Isso acontece porque ao longo da formação desses profissionais a educação sexual é baseada quase que exclusivamente no aspecto biológico, deixando as dimensões humana e histórica em segundo plano. A constatação é da educadora Cláudia Ramos de Souza Bonfim, que acaba de defender tese de doutorado sobre o assunto na Faculdade de Educação (FE) da Unicamp, sob orientação do professor Sílvio Ancizar Sanches Gamboa. Segundo ela, as crianças e adolescentes de hoje anseiam por informações que vão além dos aspectos anatômicos e fisiológicos, e os educadores precisam estar aptos para preencher essa expectativa.
Atual vice-presidente da Associação Brasileira de Educação Sexual (Abrades), Cláudia Bonfim conta que o interesse em pesquisar o tema surgiu a partir da sua experiência como professora de Ciências em escolas de ensino fundamental. Ao deparar com as dúvidas dos alunos acerca de questões ligadas à sexualidade, ela própria percebeu que não havia sido devidamente preparada para esclarecê-los.
Quando o assunto é educação sexual, afirma a autora da tese, os cursos superiores de Ciências Biológicas costumam se ater quase que exclusivamente às vertentes anatômicas e fisiológicas dessa área do conhecimento. “Embora sejam importantes, elas não são suficientes para dar conta de explicar todos as nuances envolvidas num assunto tão relevante e complexo”, afirma.
Conforme Cláudia Bonfim, ao falarem de educação sexual durante as aulas, os professores de Ciências normalmente repisam tópicos como métodos contraceptivos, gravidez precoce e doenças sexualmente transmissíveis. “É necessário dissociar a sexualidade dos seus aspectos meramente negativos, como a questão do pecado ou como um desejo vergonhoso, que precisa ser profundamente controlado e silenciado.
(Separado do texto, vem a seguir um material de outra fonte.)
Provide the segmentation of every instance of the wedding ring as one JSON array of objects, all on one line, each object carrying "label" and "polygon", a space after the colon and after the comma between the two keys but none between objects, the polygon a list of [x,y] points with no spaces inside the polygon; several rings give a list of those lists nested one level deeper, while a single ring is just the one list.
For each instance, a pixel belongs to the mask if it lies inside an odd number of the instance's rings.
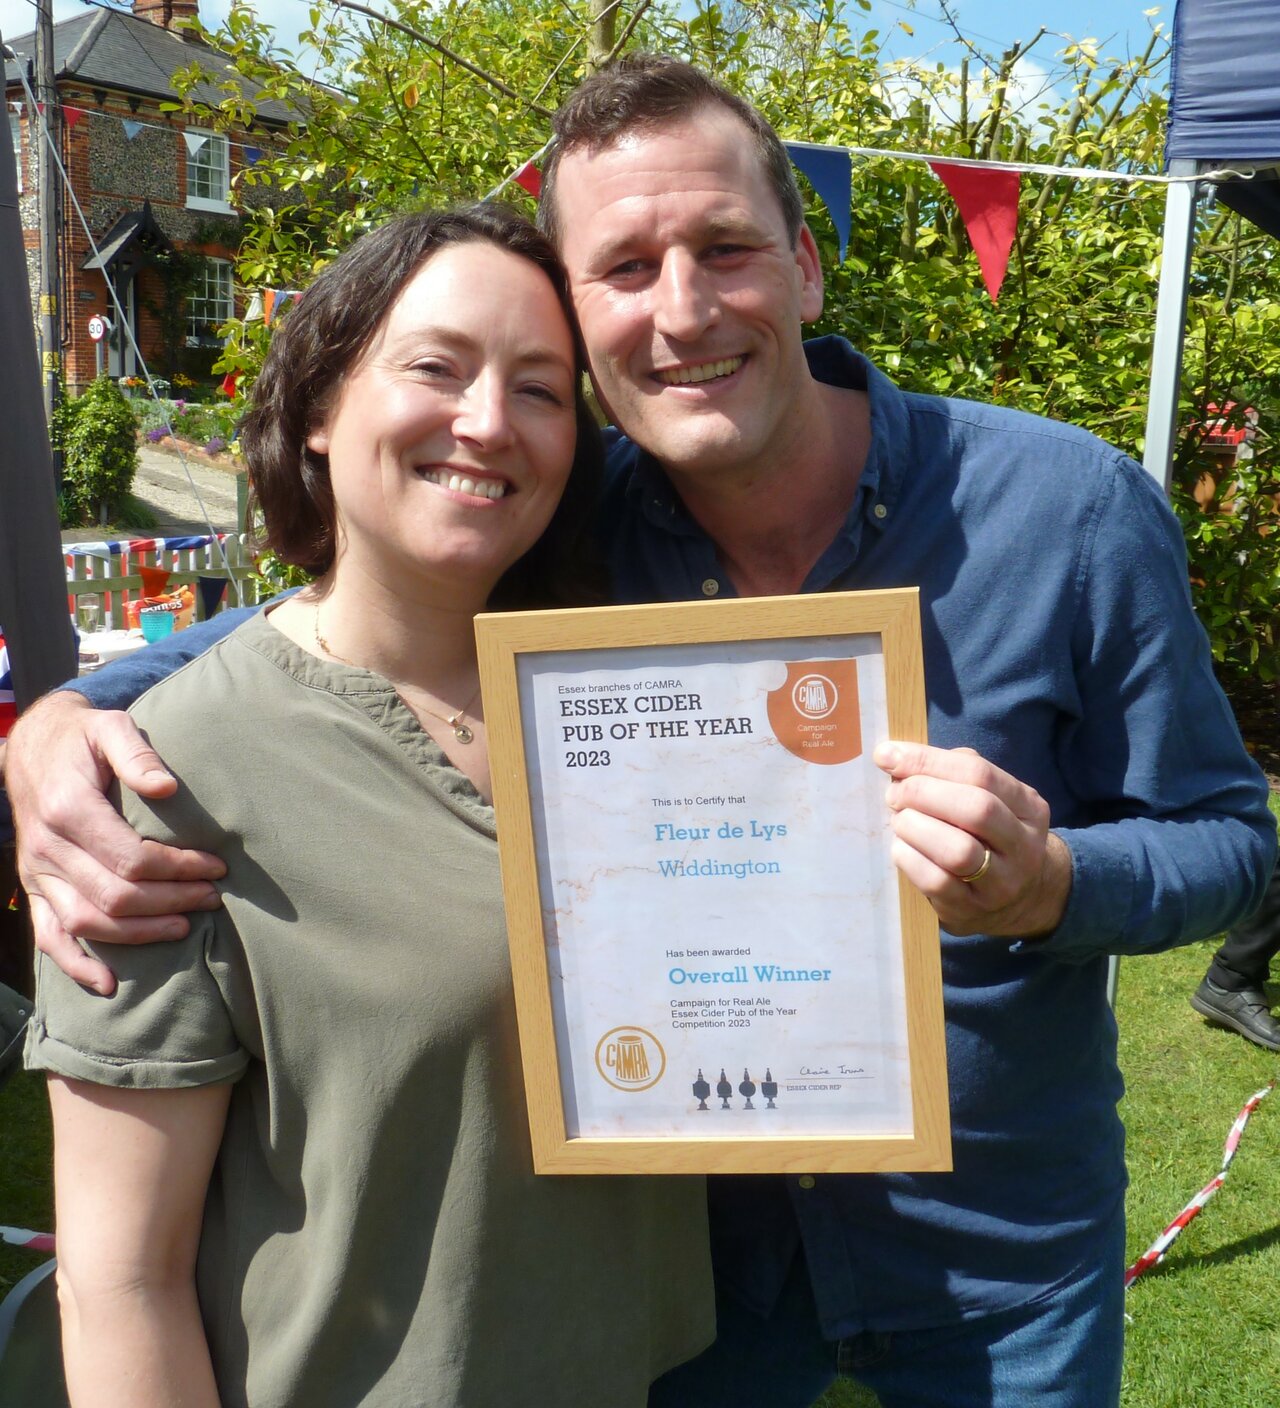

Ao silenciar o prazer, a potencialidade afetiva e a possibilidade de realização plena, a sociedade e a escola reforçam uma sexualidade procriativa, utilitarista, banal e consumista”, afirma. No seu entender, é preciso falar sobre esses tópicos, mas também é indispensável ir além. “É fundamental, por exemplo, desenvolver uma visão mais crítica acerca da construção da sexualidade, de modo a promover um resgate histórico, político e filosófico do tema”, acrescenta a especialista.
Nesse sentido, a autora da tese defende a criação de uma disciplina que trate da sexualidade humana no curso de Ciências Biológicas. Este, insiste ela, deve contemplar a construção histórica da sexualidade desde a Biologia às Ciências Humanas e da Saúde, com uma maior atenção à cultura, às políticas e às cenas contemporâneas, cujos produtos midiáticos têm produzido “significações” que influem diretamente na forma com que a sexualidade vem sendo vivida. “Ademais, por ser um tema transversal, é desejável que o tema também seja tratado nos demais cursos de Licenciatura e Pedagogia”.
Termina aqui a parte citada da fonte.